Previews Thursday, runs Saturday to November 22, various times, Belvoir Street Theatre, Surry Hills, 9699 3444, $29/$23.

Tuesday, October 13, 2009

In coversation with Toby Schmitz, Travis Cotton & Peter Carstairs concerning Martin McDonagh's "The Lonesome West"


Play fight … Schmitz & Cotton.
Photo: Marco del Grande

"Brothers up in arms"
Sydney Morning Herald, August 21, 2009

An Irish play about squabbling siblings will resonate here, writes Benito di Fonzo.

Merging psychotic characters, bleak outlooks and frank episodes of violence, controversial Irish playwright Martin McDonagh's tragicomedies have been hits around the world. So much so that in 1997, McDonagh became the first playwright since Shakespeare to have four plays running concurrently in England.

Peter Carstairs, best known as the director of award-winning Australian film September, has chosen McDonagh's 1997 black comedy The Lonesome West for his first foray into the world of theatre.

Carstairs feels audiences respond to the dramatic range of McDonagh's works.

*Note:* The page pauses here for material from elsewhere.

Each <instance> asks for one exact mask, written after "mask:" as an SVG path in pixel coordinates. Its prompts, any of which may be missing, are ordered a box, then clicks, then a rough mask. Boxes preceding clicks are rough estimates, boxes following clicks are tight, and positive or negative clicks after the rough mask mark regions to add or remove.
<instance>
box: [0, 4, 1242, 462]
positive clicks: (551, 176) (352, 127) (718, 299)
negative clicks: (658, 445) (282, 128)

"He moves from teenage love through to the hypocrisy of the church through to consumerism versus relationships through to happiness compared with living a miserable life - all within the space of two hours," Carstairs says.

The third part of McDonagh's Leenane Trilogy, The Lonesome West tells the story of squabbling Galway brothers Coleman (Toby Schmitz) and Valene (Travis Cotton). Whiskey-priest Welsh (Ryan Johnson) tries to steer them towards a love he himself is unable to secure, despite the attentions of bootlegger's daughter Girleen (Sibylla Budd).

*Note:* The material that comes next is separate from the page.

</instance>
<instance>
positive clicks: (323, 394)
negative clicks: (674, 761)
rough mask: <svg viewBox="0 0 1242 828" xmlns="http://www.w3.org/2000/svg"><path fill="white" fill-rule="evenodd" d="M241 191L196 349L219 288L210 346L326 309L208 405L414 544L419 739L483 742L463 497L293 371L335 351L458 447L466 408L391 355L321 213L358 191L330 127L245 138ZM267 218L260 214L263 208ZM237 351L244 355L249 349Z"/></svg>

The action takes place in a harsh landscape, where the local girls' football team is celebrated for putting its opponents in hospital and where murder, suicide and verbal abuses are everyday occurrences.

Welsh's reformations are hampered by a hypocrisy that allows the brothers to be absolved of murdering their father via the confessional, while a boy who commits suicide in the lake is eternally damned.

"There is an overlap between Australian taste and Martin McDonagh's style,'' Schmitz says. ''The Irish oral tradition of being a great storyteller even if you are illiterate has some currency here. It's a bard culture, if you will.''

Cotton adds: "I think Australians identify with underdogs. They can relate to these people."

Carstairs felt their years as friends and flatmates would inform the lead actors' portrayal of the constantly fighting kinsmen.

Schmitz admits such violence can be draining. "It does cost you having four fights, six days a week."

Cotton adds with a wry smile: "It's all about not hurting Toby."

THE LONESOME WEST

Until September 13, various times, Belvoir St Downstairs, Surry Hills, 9699 3444, $29/$23.